Governor Maura T. Healey hit the road, robots in tow, as she launched National Robotics Week with visits to North Andover High School and MassRobotics in Boston, heralding the tech-forward state’s investment in the future of innovation and job creation. In North Andover, the governor mingled with the brains behind the high school's robotics club, tipping her hat to their upcoming battle at the Vex Robotics World Championships and praising their mechanical creations, according to an official news release.
The day was ripe with ambition as Healey's Mass Leads Act Road Show was on full display; her economic development bill promising $25 million to bolster the state's robotics research and manpower through training—the heart of Massachusetts' prowess in spurring one in four national robotics patents, as underscored by the top brass including Lieutenant Governor Driscoll. During the Boston leg at MassRobotics—akin to a tech playground for up-and-coming entrepreneurs—she and Driscoll beheld the ingenuity of startup projects filling the lab spaces, and a classroom dedicated to nurturing young, STEM-educated minds.

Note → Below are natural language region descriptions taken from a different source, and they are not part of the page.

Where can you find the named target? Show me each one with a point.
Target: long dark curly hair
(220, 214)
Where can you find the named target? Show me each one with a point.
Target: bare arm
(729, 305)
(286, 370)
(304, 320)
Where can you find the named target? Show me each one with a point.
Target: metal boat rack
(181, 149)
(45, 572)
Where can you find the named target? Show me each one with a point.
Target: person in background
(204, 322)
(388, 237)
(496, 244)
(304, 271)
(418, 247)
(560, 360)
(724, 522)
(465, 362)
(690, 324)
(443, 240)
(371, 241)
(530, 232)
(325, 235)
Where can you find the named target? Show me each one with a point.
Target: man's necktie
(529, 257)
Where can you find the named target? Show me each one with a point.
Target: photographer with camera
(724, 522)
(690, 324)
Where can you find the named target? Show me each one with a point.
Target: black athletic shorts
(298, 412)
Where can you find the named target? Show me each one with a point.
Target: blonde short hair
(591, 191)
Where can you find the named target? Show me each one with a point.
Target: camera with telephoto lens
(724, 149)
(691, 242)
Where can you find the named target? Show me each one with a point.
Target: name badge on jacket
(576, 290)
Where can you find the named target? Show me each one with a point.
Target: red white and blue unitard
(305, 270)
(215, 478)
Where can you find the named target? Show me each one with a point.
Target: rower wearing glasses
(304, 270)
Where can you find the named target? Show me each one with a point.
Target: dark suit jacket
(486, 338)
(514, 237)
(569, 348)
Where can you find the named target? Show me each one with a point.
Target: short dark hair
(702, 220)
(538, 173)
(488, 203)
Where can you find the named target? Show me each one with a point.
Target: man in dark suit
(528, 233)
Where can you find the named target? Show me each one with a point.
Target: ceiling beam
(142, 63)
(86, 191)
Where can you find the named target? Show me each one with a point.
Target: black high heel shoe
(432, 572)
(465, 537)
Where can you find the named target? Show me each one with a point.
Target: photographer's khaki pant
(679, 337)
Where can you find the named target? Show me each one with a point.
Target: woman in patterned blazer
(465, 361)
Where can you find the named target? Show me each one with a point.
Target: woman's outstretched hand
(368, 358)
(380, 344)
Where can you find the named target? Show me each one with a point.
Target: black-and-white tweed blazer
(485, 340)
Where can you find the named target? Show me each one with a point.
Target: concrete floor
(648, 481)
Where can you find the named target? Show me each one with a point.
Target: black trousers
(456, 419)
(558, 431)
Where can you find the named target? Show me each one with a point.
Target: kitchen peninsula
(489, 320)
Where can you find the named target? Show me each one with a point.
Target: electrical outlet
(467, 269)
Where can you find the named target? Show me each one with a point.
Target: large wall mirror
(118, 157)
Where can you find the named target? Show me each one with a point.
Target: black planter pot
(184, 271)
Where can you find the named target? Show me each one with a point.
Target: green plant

"Massachusetts is proud to be home to one of the lead robotics hubs in the world, and it’s essential that we continue to lengthen this lead through targeted investments like the Mass Leads Act," Healey enthused during her visit, per the same Mass.gov announcement. Her initiatives, aligned with the MassTech Collaborative's recently initiated $5 million robotics boost, seek to cement the Bay State's reputation as a robotics powerhouse.
"The investments proposed in the Mass Leads Act will help Massachusetts secure our leadership in the robotics sector," echoed Secretary of Economic Development Yvonne Hao, her sights set on funding research, commercialization, and training in a move to expand the Commonwealth's innovative horizons. There's a collective march toward progress here, as MassTech's CEO Carolyn Kirk and MassRobotics Executive Director Tom Ryden avow, mapping out a future where the tech and innovation ecosystem spirals upward, driven by strategic support and a workforce swelling with STEM graduates, as they told the press.